As mentioned in Chapter 1, Unix-like operating systems are based on the notion of a file, which is just an information container structured as a sequence of characters. According to this approach, I/O devices are treated as files; thus, the same system calls used to interact with regular files on disk can be used to directly interact with I/O devices. For example, the same write( ) system call may be used to write data into a regular file or to send it to a printer by writing to the /dev/lp0 device file.

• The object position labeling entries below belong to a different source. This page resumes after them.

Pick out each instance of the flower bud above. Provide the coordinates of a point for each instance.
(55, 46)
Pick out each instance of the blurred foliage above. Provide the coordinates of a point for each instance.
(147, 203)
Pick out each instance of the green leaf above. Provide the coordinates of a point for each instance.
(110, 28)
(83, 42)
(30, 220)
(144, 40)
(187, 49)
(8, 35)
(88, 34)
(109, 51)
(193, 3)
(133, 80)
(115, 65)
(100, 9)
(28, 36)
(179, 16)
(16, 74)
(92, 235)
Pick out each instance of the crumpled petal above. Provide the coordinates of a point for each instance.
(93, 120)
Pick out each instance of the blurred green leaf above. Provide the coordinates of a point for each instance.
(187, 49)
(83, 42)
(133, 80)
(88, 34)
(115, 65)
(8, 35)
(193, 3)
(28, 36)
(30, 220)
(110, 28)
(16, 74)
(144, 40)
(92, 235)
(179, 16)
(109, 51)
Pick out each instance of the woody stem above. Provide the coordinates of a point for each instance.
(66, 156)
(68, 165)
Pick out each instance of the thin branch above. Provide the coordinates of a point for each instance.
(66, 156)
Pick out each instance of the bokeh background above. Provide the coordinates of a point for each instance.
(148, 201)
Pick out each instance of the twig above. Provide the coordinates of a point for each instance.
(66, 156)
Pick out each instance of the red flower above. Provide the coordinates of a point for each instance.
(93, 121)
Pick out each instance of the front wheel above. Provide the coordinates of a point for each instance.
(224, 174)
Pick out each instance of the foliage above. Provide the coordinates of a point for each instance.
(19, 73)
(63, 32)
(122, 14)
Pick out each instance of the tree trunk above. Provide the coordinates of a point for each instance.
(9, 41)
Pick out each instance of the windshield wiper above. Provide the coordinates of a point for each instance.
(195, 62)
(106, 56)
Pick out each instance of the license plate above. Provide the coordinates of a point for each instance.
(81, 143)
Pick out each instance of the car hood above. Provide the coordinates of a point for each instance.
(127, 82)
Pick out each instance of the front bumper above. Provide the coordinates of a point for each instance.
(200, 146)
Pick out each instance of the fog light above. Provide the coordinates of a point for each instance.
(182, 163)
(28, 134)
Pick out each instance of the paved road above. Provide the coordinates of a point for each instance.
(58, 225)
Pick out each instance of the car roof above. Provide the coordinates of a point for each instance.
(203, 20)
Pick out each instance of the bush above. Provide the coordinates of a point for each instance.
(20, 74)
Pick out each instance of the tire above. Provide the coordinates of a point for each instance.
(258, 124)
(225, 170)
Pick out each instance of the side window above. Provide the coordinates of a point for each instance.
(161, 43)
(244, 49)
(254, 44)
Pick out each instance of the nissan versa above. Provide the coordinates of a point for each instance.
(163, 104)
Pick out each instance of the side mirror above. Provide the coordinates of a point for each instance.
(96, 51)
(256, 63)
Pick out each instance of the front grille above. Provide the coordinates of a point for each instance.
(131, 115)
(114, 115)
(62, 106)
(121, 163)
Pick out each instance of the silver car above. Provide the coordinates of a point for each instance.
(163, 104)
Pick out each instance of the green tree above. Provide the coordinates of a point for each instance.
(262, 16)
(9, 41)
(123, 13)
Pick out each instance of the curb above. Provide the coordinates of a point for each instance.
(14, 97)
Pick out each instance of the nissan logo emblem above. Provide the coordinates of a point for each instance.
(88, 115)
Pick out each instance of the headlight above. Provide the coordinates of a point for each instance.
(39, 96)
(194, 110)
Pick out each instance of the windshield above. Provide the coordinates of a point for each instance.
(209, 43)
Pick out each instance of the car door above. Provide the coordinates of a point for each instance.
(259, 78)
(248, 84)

According to the characteristics of the underlying device drivers, device files can be of two types: block or character. The difference between the two classes of hardware devices is not so clear cut. At least we can assume the following:
· The data of a block device can be addressed randomly, and the time needed to transfer any data block is small and roughly the same, at least from the point of view of the human user. Typical examples of block devices are hard disks, floppy disks, CD-ROM, and DVD players.
· The data of a character device either cannot be addressed randomly (consider, for instance, a sound card), or they can be addressed randomly, but the time required to access a random datum largely depends on its position inside the device (consider, for instance, a magnetic tape driver).
Network cards are a remarkable exception to this schema, since they are hardware devices that are not directly associated with files; we describe them in Chapter 18.
In Linux 2.4, there are two different kinds of device files: old-style device files, which are real files stored in the system's directory tree, and devfs device files, which are virtual files like those of the /proc filesystem. Let's now discuss both types of device files in more detail.
Old-style device files have been in use since the early versions of the Unix operating system. An old-style device file is a real file stored in a filesystem. Its inode, however, doesn't address blocks of data on the disk. Instead, the inode includes an identifier of a hardware device. Besides its name and type (either character or block, as already mentioned), each device file has two main attributes:
A number ranging from 1 to 254 that identifies the device type. Usually, all device files that have the same major number and the same type share the same set of file operations, since they are handled by the same device driver.
Minor number
A number that identifies a specific device among a group of devices that share the same major number.
The mknod( ) system call is used to create old-style device files. It receives the name of the device file, its type, and the major and minor numbers as parameters. The last two parameters are merged in a 16-bit dev_t number; the eight most significant bits identify the major number, while the remaining ones identify the minor number. The MAJOR and MINOR macros extract the two values from the 16-bit number, while the MKDEV macro merges a major and minor number into a 16-bit number. Actually, dev_t is the data type specifically used by application programs; the kernel uses the kdev_t data type. In Linux 2.4, both types reduce to an unsigned short integer, but kdev_t will become a complete device file descriptor in some future Linux version.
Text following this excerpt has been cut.